Un altra storia sono invece i collezionabili, che sanno essere ben nascosti soprattutto nelle parti opzionali ambientate nell’oscurità. A giovarne è sicuramente la rigiocabilità per gli amanti del completismo, i quali dovranno faticare parecchio per trovare ogni segreto. Proprio questo elemento non è da sottovalutare, visto che una volta raggiunti i titoli di coda, El Shaddai: Ascension of the Metatron offre diversi incentivi per iniziare una seconda run. Preferiamo non spoilerare ulteriormente il tutto, ma se siete amanti del completismo al 100%, la produzione saprà indubbiamente offrirvi diverse ore in più di divertimento.
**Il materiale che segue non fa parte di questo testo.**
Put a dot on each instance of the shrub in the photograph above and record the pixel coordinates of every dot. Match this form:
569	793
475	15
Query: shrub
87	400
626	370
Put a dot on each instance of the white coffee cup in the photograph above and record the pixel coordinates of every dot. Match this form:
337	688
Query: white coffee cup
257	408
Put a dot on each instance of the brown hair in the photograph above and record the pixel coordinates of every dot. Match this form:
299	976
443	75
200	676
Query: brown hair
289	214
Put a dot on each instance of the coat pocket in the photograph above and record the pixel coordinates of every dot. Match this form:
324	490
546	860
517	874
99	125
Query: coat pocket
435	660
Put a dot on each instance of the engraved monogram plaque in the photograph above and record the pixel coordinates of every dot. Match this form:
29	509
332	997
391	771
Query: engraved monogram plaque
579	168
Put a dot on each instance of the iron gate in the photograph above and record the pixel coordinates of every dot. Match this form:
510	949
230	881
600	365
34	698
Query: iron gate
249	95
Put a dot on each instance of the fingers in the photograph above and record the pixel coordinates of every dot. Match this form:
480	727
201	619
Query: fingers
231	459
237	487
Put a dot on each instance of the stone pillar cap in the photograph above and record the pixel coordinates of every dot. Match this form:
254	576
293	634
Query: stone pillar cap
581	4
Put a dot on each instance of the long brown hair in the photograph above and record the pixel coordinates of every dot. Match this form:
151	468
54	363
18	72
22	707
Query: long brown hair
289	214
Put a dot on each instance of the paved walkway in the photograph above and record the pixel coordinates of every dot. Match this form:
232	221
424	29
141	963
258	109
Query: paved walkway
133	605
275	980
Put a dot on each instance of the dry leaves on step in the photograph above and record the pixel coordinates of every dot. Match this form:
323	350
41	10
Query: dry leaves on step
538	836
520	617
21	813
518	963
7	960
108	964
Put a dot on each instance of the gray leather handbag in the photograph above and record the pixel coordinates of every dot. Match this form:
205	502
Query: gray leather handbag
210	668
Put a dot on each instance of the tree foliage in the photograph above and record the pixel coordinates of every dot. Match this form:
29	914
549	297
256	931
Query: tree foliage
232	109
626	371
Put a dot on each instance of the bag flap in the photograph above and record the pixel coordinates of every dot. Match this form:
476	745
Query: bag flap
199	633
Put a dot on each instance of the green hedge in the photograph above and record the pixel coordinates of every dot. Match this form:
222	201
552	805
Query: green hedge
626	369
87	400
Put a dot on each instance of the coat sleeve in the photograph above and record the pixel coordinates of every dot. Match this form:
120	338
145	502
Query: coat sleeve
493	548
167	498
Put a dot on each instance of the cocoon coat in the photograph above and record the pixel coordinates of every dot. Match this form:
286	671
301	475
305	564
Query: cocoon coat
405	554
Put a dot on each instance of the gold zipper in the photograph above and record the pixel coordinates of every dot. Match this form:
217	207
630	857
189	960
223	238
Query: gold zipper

Infine, una menzione d’onore va comunque alle battaglie con i boss, che si dimostrano la parte meglio riuscita di tutta la produzione. Nel corso dell’avventura il giocatore ne incontrerà diversi, con scontri sempre capaci di tenere alta l’adrenalina in corpo.
Dieci anni dopo
Fino ad ora abbiamo parlato dell’opera in sé, ma come si presenta questa nuova versione prodotta da Crim? Come abbiamo già spiegato precedentemente, invece di un qualche genere di remake o remastered ci troviamo innanzi a un vero e proprio porting della versione originalmente pubblicata nel 2011. Il gameplay già imperfetto di allora si dimostra così ulteriormente invecchiato, soprattutto se si considera come il genere di riferimento sia andato evolvendosi in questi lunghi anni. Lo stesso però non possiamo dire per quanto riguarda la stupenda colonna sonora e l’efficace visione artistica dell’opera, con quest’ultimo elemento che, seppur sofferente per le pieghe del tempo, riesce ancora oggi a sorprendere l’utente. Inoltre, il dettaglio tecnico tutt’altro che esaltante permette di godere dell’esperienza ludica anche su computer di fascia bassa, così da poter divenire un prodotto che si adatta a un pubblico estremamente vasto. Confermiamo inoltre il supporto sia alla tastiera che al controller, seppur consigliamo quest’ultimo per vivere l’esperienza per come è stata pensata in origine. Infine, segnaliamo la presenza di un doppiaggio in lingua inglese e giapponese con traduzione scritta in diverse lingue, compreso l’italiano.